Narrating cold wars: CAROLINE JONES 

This keynote is part of our three-day conference, Narrating Cold Wars. For the full schedule and registration details, please click below.

Keynote: Sadequain Naqvi, a ‘Pakistani Picasso’ for the Cold War – Caroline Jones

‘Predicated internationalism’ is a linguistic pattern that proved particularly useful during the Cold War. This type of construction – e.g. ‘the Pakistani Picasso, Sadequain’ – locates the modified artist in relation to a Eurocentric periphery. During the years 1960-1970, this Indo-Islamic (and later Pakistani) artist Syed Sadequain Naqvi ‘Naqqash’ bore the dominant signifier of the Spanish-French 20th-century painter Pablo Picasso in both Parisian and Pakistani contexts. Drawing on unpublished research as well as arguments from my 2016 book The Global Work of Art, this brief talk parses the specifically Cold War configurations at play in the willingly leveraged internationalism of Sadequain.

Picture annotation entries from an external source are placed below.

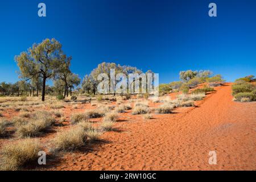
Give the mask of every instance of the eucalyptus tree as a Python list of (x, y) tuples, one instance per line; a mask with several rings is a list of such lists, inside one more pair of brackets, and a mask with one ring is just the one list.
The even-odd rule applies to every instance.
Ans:
[(45, 99), (46, 81), (54, 77), (56, 71), (61, 64), (61, 47), (55, 39), (47, 39), (40, 43), (34, 44), (27, 52), (15, 57), (20, 69), (20, 77), (26, 80), (35, 77), (42, 78), (43, 101)]

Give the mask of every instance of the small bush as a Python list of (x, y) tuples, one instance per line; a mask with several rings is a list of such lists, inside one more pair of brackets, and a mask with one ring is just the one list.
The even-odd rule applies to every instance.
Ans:
[(195, 88), (197, 86), (197, 85), (203, 83), (204, 81), (204, 80), (203, 78), (195, 77), (192, 78), (191, 80), (189, 80), (187, 82), (187, 84), (189, 88)]
[(9, 125), (9, 122), (5, 119), (0, 120), (0, 136), (5, 136), (7, 134), (6, 129)]
[(253, 100), (254, 95), (250, 92), (241, 92), (236, 94), (234, 98), (237, 101), (241, 101), (242, 100), (244, 100), (245, 98), (246, 98), (245, 100), (249, 100), (251, 101)]
[(204, 93), (199, 93), (197, 94), (192, 94), (189, 95), (188, 100), (191, 100), (193, 101), (201, 101), (205, 97)]
[(232, 85), (232, 94), (235, 96), (239, 93), (251, 92), (254, 89), (255, 86), (249, 83), (242, 84), (234, 84)]
[(99, 118), (105, 115), (105, 113), (99, 109), (89, 110), (85, 112), (85, 115), (88, 118)]
[(78, 124), (79, 127), (81, 127), (84, 131), (87, 131), (89, 129), (90, 129), (93, 127), (92, 123), (88, 121), (83, 121), (80, 122)]
[(191, 92), (192, 94), (199, 94), (201, 93), (207, 93), (208, 92), (213, 92), (214, 91), (214, 88), (209, 86), (205, 86), (204, 88), (201, 89), (196, 89)]
[(240, 101), (241, 102), (250, 102), (251, 100), (250, 99), (250, 98), (248, 97), (243, 97), (241, 99)]
[(59, 109), (64, 108), (65, 107), (62, 104), (56, 104), (56, 105), (52, 105), (50, 106), (49, 107), (51, 109)]
[(144, 119), (150, 119), (152, 118), (152, 116), (150, 114), (147, 113), (143, 115)]
[(192, 107), (195, 106), (195, 103), (193, 101), (187, 101), (183, 102), (179, 105), (179, 107)]
[(97, 100), (98, 102), (101, 102), (102, 100), (103, 100), (103, 97), (102, 96), (99, 96), (97, 97)]
[(111, 112), (107, 113), (104, 118), (104, 121), (110, 121), (113, 122), (115, 122), (118, 119), (118, 114), (115, 112)]
[(221, 82), (224, 81), (221, 76), (214, 76), (212, 77), (207, 78), (206, 81), (208, 82)]
[(75, 113), (71, 115), (71, 121), (72, 124), (80, 123), (82, 121), (88, 120), (87, 115), (84, 113)]
[(132, 114), (144, 114), (148, 113), (148, 107), (145, 105), (136, 105), (133, 109)]
[(58, 100), (63, 100), (65, 98), (65, 97), (64, 97), (64, 96), (63, 96), (63, 95), (59, 95), (59, 96), (57, 96), (56, 97), (56, 98)]
[(27, 97), (26, 96), (21, 96), (20, 97), (20, 101), (22, 101), (22, 102), (27, 101)]
[(100, 128), (103, 131), (110, 131), (112, 130), (113, 127), (114, 126), (114, 124), (115, 122), (111, 121), (104, 121), (100, 125)]
[(70, 98), (72, 101), (76, 101), (77, 100), (77, 97), (76, 96), (71, 96), (71, 98)]
[(82, 128), (74, 127), (57, 133), (52, 142), (56, 150), (72, 151), (84, 146), (86, 138)]
[(172, 90), (170, 84), (160, 84), (159, 86), (159, 96), (164, 96), (170, 93)]
[(3, 146), (1, 151), (2, 170), (17, 170), (28, 162), (36, 161), (42, 151), (38, 140), (26, 139)]
[(60, 118), (63, 116), (63, 113), (58, 110), (56, 110), (53, 111), (54, 115), (58, 118)]
[(19, 116), (23, 117), (23, 118), (29, 118), (31, 116), (31, 113), (30, 112), (22, 112), (19, 114)]
[(122, 105), (117, 107), (115, 110), (119, 113), (125, 113), (126, 110), (131, 110), (131, 107), (129, 105)]
[(183, 84), (180, 87), (180, 90), (183, 94), (187, 94), (189, 91), (189, 86), (187, 84)]
[(89, 139), (91, 141), (98, 140), (100, 137), (102, 135), (102, 133), (98, 130), (94, 129), (92, 127), (88, 129), (86, 131), (86, 134)]
[(164, 103), (156, 108), (156, 113), (158, 114), (170, 114), (172, 113), (172, 110), (175, 107), (174, 105), (170, 104), (168, 103)]

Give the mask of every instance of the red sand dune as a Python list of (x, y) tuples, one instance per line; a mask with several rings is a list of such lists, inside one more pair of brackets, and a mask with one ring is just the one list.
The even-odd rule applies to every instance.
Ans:
[[(230, 84), (197, 107), (144, 121), (122, 115), (104, 142), (64, 156), (53, 170), (255, 170), (256, 102), (232, 101)], [(210, 151), (217, 165), (208, 163)]]

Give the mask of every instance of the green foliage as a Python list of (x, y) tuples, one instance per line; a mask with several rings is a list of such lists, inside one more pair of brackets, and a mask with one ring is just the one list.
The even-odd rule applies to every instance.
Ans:
[(20, 97), (20, 101), (22, 102), (27, 101), (27, 96), (23, 96)]
[(236, 94), (234, 97), (238, 101), (241, 101), (244, 98), (247, 98), (249, 101), (251, 101), (253, 100), (255, 96), (251, 92), (241, 92)]
[(102, 96), (99, 96), (98, 97), (97, 97), (97, 100), (99, 102), (101, 101), (103, 99), (103, 97)]
[(235, 96), (242, 92), (251, 92), (254, 89), (255, 86), (250, 83), (234, 84), (232, 85), (232, 95)]
[(59, 95), (59, 96), (57, 96), (56, 97), (58, 100), (63, 100), (65, 98), (65, 97), (63, 96), (63, 95)]
[(189, 80), (187, 82), (187, 85), (189, 88), (195, 88), (197, 85), (202, 84), (204, 82), (204, 78), (202, 77), (195, 77)]
[(168, 94), (172, 90), (169, 84), (160, 84), (159, 86), (159, 96)]
[(245, 82), (247, 82), (255, 81), (254, 76), (249, 75), (249, 76), (247, 76), (243, 78), (240, 78), (237, 79), (237, 80), (236, 80), (235, 82), (240, 82), (241, 81), (244, 81)]
[(192, 71), (192, 70), (188, 70), (186, 71), (180, 72), (180, 78), (183, 81), (187, 82), (189, 80), (195, 78), (197, 75), (197, 71)]
[(192, 94), (207, 93), (208, 92), (213, 92), (214, 89), (212, 87), (205, 86), (201, 89), (196, 89), (191, 92)]
[(209, 77), (206, 78), (206, 81), (208, 82), (224, 82), (225, 80), (222, 79), (221, 75), (217, 75), (212, 77)]
[(189, 86), (187, 84), (182, 84), (181, 86), (180, 87), (180, 90), (184, 94), (187, 94), (188, 93), (188, 92), (189, 92)]
[(72, 101), (76, 101), (77, 100), (77, 97), (76, 96), (73, 96), (70, 99)]
[(183, 82), (182, 81), (173, 81), (170, 83), (169, 85), (172, 89), (179, 90)]

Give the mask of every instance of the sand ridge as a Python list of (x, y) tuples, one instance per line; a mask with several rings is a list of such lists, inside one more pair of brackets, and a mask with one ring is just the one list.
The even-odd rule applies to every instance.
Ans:
[[(94, 147), (65, 154), (48, 170), (255, 170), (256, 102), (232, 101), (231, 84), (196, 107), (145, 121), (121, 114)], [(208, 163), (217, 152), (217, 164)]]

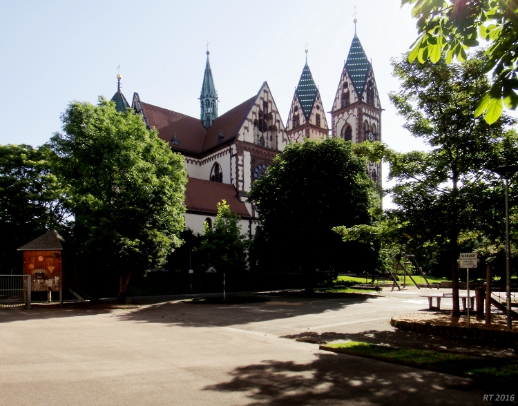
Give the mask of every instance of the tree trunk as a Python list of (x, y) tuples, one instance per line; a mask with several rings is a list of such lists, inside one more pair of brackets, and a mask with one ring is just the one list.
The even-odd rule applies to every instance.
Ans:
[(117, 296), (117, 301), (122, 304), (126, 303), (126, 289), (128, 288), (131, 278), (131, 269), (123, 271), (119, 269), (119, 296)]
[[(450, 234), (450, 259), (452, 265), (452, 298), (453, 300), (453, 317), (461, 316), (461, 309), (459, 306), (459, 264), (457, 262), (457, 255), (459, 251), (459, 244), (457, 240), (459, 240), (459, 224), (457, 221), (459, 219), (459, 206), (457, 201), (457, 191), (458, 191), (458, 177), (457, 166), (454, 165), (452, 167), (452, 180), (453, 180), (453, 207), (452, 207), (452, 229)], [(469, 304), (468, 304), (469, 305)]]
[(452, 261), (452, 300), (453, 300), (453, 317), (461, 316), (461, 309), (459, 306), (459, 272), (457, 262), (457, 250), (451, 251)]

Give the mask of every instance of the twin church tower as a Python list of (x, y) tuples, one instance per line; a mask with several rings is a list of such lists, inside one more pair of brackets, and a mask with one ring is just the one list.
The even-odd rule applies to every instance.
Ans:
[[(146, 103), (137, 93), (131, 108), (185, 157), (186, 226), (201, 232), (204, 222), (212, 223), (218, 202), (224, 199), (232, 212), (241, 216), (242, 231), (253, 233), (258, 208), (247, 201), (252, 182), (290, 142), (329, 137), (325, 110), (306, 58), (285, 126), (266, 81), (256, 95), (219, 115), (208, 50), (207, 55), (199, 119)], [(117, 75), (112, 100), (117, 110), (124, 111), (129, 104), (120, 79)], [(354, 143), (381, 139), (381, 106), (372, 66), (356, 29), (330, 113), (331, 137)], [(367, 171), (381, 187), (381, 164), (370, 163)]]

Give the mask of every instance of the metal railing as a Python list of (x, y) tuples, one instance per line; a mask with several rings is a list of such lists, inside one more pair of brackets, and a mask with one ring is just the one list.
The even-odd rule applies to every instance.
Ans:
[(0, 275), (0, 308), (30, 309), (30, 275)]

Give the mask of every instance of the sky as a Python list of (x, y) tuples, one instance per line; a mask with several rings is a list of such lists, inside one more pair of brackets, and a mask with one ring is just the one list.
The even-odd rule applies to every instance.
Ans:
[[(143, 102), (199, 117), (207, 41), (220, 115), (267, 81), (285, 124), (306, 48), (329, 111), (354, 35), (356, 10), (358, 37), (385, 109), (383, 142), (401, 152), (425, 148), (401, 128), (403, 120), (388, 99), (399, 86), (390, 59), (406, 52), (417, 35), (410, 7), (401, 8), (399, 0), (0, 4), (0, 144), (45, 143), (61, 130), (59, 117), (68, 103), (111, 98), (119, 64), (130, 104), (137, 92)], [(386, 166), (383, 171), (386, 176)]]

Caroline A. Jones is Professor of art history at MIT, where she also serves as Associate Dean in the School of Architecture and Planning. She studies modern and contemporary art, with a particular focus on its technological modes of production, distribution, and reception, and on its interfaces with science. Her solo-authored publications include Machine in the Studio (1996/98), Eyesight Alone (2005/08), and The Global Work of Art (2016); and, as editor, Picturing Science, Producing Art (coedited, 1998), Sensorium (2006), and Experience (2016). Exhibitions she curated at MIT include Sensorium (2006), Hans Haacke 1967 (2011), and the forthcoming Symbionts (2022).